戸村理事長は昭和6年12月生まれで36才の若さで和歌山県に抜てきされ、来る第36回国民体育大会の成功に向けて活躍され、黒潮国体の優勝と本県のスポーツ振興に大きく貢献された。
そして、昭和51年10月までの9年半の長期間和歌山県に在職され、現在は文部省体育局のスポーツ課長の要職に就かれている。
 
【田辺市に南紀青少年スポーツセンター建設】

 東京オリンピック(昭和39年)を契機として、国民のスポーツに対する関心が一段とたかまり、−観るスポーツから行うスポーツへ−日常生活の中でスポーツの効用が強く認識されるに至った。
 財団法人日本体育協会では、国民総スポーツの普及振興と競技力向上を二大目標として強力に推進することとし、地域スポーツの普及振興の場として全国9ブロックに宿泊施設の伴ったスポーツセンターづくりを計画、各界の協力と援助により積極的に取り組むこととなった。
 南紀青少年スポーツセンターは、山梨県の本栖湖センター、大分県の湯布院センターにつづいて3番目に当り、昭和41年10月に着工以来3年半の才月をかけ、昭和44年2月に完成した。
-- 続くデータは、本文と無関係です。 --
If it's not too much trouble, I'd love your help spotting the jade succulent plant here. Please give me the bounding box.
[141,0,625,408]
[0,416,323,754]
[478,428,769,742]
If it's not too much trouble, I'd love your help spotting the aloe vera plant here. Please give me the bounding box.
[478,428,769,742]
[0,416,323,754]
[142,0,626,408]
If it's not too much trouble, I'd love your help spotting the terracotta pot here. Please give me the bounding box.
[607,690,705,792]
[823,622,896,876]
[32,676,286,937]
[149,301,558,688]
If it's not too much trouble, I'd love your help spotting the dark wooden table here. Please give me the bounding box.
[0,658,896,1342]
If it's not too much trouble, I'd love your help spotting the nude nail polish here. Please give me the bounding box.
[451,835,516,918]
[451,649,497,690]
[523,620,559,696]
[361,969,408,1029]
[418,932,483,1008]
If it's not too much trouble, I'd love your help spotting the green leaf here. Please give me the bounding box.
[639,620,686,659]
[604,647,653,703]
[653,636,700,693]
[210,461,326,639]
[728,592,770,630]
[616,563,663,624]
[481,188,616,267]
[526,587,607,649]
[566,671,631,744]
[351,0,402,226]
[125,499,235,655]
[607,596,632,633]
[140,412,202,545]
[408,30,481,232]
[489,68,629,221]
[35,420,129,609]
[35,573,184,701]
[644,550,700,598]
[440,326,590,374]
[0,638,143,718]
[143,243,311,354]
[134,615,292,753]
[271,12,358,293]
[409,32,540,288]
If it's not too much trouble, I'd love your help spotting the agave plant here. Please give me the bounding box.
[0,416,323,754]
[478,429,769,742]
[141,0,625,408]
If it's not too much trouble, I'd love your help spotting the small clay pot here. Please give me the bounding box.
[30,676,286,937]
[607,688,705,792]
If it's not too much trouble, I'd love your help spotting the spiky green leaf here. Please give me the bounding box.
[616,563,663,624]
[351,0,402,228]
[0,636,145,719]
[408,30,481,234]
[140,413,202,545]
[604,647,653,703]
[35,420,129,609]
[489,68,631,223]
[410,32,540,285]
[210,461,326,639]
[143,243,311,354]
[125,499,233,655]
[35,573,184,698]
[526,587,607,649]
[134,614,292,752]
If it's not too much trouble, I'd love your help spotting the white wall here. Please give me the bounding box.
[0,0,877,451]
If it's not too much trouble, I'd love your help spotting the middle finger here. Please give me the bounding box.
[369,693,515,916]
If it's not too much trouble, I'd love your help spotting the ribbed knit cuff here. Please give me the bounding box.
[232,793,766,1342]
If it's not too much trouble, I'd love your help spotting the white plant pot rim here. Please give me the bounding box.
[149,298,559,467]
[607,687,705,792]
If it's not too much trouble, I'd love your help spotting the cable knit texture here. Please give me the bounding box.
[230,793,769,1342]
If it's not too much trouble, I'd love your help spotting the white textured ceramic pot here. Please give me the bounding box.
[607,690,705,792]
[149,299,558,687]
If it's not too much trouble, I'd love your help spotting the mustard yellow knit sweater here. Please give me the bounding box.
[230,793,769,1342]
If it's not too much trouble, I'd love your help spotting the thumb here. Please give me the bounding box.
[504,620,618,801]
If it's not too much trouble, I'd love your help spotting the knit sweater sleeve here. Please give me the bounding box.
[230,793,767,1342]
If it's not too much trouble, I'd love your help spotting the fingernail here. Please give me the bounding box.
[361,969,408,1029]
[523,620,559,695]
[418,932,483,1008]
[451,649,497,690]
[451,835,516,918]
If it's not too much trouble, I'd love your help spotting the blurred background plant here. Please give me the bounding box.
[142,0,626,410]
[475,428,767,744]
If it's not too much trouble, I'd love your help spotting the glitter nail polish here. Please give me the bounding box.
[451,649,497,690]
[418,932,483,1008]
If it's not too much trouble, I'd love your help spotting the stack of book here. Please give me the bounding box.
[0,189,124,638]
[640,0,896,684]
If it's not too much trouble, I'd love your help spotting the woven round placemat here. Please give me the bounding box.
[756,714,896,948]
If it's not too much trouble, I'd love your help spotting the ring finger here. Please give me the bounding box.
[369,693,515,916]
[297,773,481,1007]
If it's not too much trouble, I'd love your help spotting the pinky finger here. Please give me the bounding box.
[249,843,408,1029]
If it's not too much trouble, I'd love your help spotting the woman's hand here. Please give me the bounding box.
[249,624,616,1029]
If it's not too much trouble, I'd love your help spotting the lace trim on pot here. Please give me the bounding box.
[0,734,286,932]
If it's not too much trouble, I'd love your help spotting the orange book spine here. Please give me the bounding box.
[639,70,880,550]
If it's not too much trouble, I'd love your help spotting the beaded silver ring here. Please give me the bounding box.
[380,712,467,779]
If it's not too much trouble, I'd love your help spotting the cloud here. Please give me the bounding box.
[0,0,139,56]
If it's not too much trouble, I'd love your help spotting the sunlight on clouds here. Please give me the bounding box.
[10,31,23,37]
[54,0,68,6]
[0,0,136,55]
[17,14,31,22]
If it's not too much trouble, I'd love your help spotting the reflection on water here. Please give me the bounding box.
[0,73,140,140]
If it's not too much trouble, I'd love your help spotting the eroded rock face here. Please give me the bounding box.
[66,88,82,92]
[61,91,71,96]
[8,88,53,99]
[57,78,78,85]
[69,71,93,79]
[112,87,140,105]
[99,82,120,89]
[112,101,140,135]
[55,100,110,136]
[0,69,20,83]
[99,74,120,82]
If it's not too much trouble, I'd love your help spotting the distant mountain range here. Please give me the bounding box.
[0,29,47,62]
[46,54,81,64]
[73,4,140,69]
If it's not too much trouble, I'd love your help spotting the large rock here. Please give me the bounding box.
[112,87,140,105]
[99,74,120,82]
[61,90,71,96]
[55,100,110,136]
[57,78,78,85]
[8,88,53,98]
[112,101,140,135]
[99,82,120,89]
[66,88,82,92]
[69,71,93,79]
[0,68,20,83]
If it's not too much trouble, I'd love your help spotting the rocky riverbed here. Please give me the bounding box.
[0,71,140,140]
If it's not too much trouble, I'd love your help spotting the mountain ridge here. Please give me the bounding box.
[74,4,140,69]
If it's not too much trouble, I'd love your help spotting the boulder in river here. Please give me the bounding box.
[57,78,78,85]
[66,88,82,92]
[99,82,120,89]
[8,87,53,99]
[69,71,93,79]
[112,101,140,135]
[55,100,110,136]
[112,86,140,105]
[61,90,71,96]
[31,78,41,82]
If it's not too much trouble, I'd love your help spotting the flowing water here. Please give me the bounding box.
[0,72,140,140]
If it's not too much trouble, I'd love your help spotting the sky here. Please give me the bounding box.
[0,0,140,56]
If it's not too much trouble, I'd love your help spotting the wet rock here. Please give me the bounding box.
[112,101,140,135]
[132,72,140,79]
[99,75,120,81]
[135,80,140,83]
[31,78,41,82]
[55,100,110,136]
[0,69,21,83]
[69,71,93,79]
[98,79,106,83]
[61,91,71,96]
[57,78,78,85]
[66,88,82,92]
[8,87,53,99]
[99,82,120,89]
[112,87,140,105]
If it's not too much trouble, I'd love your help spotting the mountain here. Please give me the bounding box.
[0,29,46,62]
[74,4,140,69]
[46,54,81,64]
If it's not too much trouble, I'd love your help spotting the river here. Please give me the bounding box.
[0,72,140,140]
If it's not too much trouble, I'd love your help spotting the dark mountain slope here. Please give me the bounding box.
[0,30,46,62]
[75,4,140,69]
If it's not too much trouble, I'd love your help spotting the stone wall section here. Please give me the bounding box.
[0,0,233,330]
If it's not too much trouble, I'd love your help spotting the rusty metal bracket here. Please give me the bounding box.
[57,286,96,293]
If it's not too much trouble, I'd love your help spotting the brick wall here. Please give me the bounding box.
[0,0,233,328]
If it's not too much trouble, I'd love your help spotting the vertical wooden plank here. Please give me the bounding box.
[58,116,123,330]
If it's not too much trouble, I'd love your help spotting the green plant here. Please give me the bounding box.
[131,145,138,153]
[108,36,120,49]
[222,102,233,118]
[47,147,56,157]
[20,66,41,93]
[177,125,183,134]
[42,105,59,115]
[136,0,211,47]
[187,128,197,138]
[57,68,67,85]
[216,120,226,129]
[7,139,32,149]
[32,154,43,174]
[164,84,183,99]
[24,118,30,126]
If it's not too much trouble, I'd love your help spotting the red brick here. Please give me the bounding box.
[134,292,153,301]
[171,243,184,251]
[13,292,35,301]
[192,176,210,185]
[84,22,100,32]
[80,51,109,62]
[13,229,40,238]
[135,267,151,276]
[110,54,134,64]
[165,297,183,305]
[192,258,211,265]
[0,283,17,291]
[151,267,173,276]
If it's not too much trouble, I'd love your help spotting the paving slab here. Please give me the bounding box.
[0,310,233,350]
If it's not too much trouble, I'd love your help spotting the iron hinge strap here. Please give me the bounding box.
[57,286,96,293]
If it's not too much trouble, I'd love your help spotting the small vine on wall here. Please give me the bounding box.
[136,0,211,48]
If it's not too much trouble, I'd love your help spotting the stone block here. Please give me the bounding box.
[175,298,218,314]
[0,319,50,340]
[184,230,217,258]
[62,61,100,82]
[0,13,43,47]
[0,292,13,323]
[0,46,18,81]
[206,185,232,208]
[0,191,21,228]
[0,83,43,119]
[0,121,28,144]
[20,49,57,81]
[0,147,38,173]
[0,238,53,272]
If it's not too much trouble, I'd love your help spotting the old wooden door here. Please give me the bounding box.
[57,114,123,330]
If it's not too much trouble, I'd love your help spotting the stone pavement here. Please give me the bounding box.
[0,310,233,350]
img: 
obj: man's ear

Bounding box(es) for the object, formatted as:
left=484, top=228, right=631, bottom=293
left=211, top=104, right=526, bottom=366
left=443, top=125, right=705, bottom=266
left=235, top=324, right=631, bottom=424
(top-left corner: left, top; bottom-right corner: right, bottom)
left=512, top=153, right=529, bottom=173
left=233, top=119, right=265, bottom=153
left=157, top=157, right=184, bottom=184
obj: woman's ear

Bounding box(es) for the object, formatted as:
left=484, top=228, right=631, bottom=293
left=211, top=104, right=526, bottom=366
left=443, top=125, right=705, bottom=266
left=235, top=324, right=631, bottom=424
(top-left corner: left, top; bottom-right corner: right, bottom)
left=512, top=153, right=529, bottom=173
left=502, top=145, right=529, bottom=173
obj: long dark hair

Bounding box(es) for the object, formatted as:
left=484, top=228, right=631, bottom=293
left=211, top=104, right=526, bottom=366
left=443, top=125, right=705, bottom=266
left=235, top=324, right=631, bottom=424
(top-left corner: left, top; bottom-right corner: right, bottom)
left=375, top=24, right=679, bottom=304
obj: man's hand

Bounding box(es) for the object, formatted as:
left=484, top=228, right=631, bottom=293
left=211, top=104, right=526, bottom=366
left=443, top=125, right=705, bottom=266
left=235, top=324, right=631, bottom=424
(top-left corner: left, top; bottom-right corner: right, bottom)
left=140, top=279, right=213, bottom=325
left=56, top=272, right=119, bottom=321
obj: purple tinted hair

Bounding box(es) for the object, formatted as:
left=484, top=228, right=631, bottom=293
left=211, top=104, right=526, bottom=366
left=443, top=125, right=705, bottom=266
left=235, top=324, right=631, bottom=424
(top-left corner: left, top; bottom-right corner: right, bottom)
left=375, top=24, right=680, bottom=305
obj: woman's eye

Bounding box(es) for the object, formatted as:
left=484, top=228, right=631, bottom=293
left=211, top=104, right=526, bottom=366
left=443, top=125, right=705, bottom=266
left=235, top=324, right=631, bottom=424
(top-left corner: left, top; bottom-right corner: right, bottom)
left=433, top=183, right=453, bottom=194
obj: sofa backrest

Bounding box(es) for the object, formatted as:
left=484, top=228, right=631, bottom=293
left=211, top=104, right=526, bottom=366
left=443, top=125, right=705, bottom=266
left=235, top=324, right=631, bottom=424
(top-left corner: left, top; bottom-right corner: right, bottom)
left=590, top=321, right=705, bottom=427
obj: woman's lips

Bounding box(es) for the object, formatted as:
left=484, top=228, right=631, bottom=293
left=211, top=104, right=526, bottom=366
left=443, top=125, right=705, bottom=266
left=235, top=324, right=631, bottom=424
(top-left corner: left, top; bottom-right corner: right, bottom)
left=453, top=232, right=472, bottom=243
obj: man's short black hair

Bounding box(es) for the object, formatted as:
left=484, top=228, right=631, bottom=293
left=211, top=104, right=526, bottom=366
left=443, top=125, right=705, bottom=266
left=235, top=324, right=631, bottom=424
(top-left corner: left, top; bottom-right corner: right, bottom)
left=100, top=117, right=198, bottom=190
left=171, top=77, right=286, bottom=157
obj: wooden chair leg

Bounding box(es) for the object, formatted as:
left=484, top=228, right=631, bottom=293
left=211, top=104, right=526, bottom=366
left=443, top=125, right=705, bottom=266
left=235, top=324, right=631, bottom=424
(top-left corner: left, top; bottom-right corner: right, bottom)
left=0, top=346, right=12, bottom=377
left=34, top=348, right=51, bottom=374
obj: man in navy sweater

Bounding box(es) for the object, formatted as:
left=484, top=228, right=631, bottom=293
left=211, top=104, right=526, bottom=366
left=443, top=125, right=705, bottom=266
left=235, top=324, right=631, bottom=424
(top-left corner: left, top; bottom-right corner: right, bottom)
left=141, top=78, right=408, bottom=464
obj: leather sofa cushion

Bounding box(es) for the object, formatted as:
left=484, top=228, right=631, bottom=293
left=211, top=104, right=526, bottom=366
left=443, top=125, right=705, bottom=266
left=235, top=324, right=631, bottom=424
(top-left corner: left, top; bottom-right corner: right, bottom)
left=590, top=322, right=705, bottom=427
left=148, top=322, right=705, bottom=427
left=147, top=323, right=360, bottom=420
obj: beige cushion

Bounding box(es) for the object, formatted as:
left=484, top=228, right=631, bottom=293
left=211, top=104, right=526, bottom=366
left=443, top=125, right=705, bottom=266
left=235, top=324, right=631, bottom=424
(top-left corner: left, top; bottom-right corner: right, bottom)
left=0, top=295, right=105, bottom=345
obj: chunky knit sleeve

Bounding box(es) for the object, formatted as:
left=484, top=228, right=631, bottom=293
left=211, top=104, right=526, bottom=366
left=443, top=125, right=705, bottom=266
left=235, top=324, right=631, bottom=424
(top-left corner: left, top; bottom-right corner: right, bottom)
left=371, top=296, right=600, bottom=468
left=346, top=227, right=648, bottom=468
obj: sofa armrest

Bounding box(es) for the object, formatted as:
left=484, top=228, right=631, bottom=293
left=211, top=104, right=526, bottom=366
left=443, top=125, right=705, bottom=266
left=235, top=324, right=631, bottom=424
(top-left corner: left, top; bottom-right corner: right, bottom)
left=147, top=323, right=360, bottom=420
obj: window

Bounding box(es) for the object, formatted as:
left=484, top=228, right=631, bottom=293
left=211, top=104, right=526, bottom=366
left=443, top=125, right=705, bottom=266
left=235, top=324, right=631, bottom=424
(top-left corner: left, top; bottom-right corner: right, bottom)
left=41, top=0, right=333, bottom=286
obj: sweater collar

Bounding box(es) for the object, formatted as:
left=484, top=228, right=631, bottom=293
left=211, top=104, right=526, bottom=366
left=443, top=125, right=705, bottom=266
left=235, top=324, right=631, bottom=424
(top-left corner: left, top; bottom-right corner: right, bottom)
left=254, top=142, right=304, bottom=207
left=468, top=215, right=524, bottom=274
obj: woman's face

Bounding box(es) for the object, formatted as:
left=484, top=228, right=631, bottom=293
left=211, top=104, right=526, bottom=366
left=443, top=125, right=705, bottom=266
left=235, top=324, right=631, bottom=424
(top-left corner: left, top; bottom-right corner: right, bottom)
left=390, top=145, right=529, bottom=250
前面を芳養湾を中心とする変化に富んだ海岸線を望み、背後には竜神熊野山系の緑したたる景観をひかえ、温暖な気候と豊かな自然に恵まれ、スポーツにふさわしい好位置を占めている。
 用地は田辺市が寄附し、和歌山県開発公社が海抜30〜40メートルの山を切り崩して造成し、施設建設費は財団法人日本般船振興会と財団法人スポーツ振興資金財団の補助金を財源としている。
 開所式は昭和44年4月20日に、常陸宮・同妃殿下をお迎えし、関係者や地元の人たち約二百人が列席して新装なったセンターの前途を祝い、両殿下がご一緒にオガタマの木2本を記念植樹された。
 また、昭和44年度の第5回県民総合体育大会も当スポーツセンターを主会場として実施するなど、紀南に於けるスポーツの中心となり、県下のスポーツ振興にも大きな役割を果している。